写真=龍神さんの設定どおりに薬剤を散布するドローン

 作業の省力・効率化、作物の高品質生産等に向け、ロボット技術や情報通信技術(ICT)を活用したスマート農業が進化を続けるなか、美浜町和田(入山)で31日、ドローン(小型無人機)による水稲の消毒作業が行われた。アイガモを使った無農薬農法等に取り組んできたグループが、町内でドローンの消毒を実践している男性に依頼。炎天下の長時間の作業は熱中症の危険もあり、60代が中心のメンバーは大幅な労力削減を実感していた。

 ドローンによる消毒を実践しているのは、吉原でキュウリを栽培している龍神茂さん(46)。今回、消毒を依頼したのは、入山と西山の間に広がる田園地帯で水稲を栽培している久保博巳さん(64)らのグループ。27年前、アイガモを使った無農薬栽培の研究に取り組み、一時は11軒の農家が集まったが、その後、鳥インフルエンザの流行等でアイガモ農法はストップし、メンバーの引退もあって、現在は4軒が共同で米(広さは約2・8㌶)を作っている。

 ドローンはGPS衛星の信号を使って飛行し、位置や高さは1㌢単位で確定、龍神さんが事前に散布範囲を測量した。この日はドローンにバッテリーと薬剤を搭載し、スマホのアプリで指示を受けたドローンが飛び上がり、地上約2・3㍍の高さを移動しながら薬剤を散布した。バッテリーが減ると自動で元の場所に着陸。数回のバッテリー交換、薬剤補充を繰り返し、開始から約1時間半で作業が終了した。

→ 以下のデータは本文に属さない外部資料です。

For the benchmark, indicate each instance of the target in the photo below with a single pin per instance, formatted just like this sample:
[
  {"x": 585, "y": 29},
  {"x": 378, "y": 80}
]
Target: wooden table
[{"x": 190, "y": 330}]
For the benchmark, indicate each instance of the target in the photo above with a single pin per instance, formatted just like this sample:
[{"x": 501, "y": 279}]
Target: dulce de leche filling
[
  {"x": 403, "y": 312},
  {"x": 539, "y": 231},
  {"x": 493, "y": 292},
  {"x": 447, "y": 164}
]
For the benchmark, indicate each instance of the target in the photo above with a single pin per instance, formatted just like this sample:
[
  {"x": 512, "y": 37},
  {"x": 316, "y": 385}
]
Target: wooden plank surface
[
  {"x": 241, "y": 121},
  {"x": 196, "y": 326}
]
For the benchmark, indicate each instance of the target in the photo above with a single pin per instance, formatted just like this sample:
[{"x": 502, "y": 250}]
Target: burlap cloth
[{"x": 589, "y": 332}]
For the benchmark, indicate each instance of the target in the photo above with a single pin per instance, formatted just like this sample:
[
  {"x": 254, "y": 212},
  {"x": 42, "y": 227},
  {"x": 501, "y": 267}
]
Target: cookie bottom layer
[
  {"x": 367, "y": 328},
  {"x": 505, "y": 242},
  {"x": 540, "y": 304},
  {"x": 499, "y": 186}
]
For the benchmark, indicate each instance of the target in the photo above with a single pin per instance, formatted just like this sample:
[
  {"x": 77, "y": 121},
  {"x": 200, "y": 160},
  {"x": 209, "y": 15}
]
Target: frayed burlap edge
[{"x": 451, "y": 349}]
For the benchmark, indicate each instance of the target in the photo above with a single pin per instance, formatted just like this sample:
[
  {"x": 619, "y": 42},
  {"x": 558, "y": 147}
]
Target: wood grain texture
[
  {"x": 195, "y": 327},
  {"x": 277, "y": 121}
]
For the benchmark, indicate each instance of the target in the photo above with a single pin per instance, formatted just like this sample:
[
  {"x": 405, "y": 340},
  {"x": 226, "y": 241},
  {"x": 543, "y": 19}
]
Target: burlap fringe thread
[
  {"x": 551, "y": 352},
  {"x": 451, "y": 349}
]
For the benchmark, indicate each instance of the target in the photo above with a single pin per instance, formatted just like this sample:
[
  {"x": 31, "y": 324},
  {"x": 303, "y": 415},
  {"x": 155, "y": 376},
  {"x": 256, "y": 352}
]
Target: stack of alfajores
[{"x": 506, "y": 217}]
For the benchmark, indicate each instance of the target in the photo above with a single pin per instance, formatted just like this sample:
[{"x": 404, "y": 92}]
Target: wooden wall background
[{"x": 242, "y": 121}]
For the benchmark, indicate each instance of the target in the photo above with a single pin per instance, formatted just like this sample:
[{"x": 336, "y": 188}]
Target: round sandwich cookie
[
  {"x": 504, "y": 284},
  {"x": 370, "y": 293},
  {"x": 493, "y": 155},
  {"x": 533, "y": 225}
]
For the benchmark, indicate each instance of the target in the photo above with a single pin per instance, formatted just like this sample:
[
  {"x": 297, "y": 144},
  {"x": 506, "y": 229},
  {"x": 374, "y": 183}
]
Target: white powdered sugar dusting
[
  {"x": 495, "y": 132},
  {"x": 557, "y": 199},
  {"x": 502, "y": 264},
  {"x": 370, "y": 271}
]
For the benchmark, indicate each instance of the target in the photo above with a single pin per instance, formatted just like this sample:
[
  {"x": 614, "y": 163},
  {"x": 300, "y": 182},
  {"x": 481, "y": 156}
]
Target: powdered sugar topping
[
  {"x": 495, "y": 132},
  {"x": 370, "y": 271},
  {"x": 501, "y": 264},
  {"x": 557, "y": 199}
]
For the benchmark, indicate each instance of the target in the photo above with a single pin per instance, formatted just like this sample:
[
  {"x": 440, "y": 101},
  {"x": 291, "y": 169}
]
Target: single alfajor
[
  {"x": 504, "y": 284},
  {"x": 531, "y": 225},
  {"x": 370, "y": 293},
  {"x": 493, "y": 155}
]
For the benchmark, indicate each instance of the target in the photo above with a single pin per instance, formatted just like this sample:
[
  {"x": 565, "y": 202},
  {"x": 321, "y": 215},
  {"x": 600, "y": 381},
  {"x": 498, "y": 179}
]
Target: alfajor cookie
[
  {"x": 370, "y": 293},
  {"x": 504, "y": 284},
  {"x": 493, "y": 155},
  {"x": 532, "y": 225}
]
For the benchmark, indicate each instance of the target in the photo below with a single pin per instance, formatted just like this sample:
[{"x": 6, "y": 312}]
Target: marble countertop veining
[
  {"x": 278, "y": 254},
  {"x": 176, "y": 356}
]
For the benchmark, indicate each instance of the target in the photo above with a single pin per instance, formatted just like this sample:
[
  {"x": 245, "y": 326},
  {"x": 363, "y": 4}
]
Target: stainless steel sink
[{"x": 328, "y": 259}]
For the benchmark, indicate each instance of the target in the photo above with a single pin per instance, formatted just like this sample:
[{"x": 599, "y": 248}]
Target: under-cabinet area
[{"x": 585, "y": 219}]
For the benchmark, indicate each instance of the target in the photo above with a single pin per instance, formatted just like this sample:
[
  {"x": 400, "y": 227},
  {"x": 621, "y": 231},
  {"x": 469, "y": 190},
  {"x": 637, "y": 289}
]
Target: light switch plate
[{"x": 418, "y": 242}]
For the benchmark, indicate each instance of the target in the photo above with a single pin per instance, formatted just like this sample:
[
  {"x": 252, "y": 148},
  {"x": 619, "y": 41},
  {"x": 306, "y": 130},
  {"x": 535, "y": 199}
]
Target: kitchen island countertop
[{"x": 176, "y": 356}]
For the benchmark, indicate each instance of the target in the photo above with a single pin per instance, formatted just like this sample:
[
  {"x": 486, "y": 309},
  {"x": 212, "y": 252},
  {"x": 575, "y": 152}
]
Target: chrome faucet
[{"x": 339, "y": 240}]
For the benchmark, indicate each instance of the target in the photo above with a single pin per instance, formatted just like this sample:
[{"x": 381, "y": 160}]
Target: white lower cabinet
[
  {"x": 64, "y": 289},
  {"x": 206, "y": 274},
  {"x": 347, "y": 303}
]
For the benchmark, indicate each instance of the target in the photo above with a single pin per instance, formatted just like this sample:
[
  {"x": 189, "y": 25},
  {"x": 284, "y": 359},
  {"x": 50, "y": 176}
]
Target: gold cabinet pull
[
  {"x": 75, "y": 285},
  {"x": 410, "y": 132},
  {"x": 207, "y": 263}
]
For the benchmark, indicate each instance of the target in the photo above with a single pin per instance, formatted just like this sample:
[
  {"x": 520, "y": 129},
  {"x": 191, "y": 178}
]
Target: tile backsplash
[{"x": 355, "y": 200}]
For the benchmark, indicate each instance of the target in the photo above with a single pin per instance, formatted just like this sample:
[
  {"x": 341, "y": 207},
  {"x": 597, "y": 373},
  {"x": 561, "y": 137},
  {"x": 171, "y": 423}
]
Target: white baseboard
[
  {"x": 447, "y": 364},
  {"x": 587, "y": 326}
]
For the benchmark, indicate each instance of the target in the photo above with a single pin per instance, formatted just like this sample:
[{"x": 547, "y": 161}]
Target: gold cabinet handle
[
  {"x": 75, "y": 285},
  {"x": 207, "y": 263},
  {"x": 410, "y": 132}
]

 通常、グループの田んぼの消毒は5人が手作業で半日がかり。メンバーは「大幅な省力化は間違いないし、何よりも炎天下の2回の消毒が機械化されるのは熱中症等の危険を排除できる。依頼する側としては、思ったほどコストもかからない。今後はどうなるかわかりませんが、私たちのようにある程度の広さで複数の農家がまとまれば、メリットも大きいと思います」と話していた。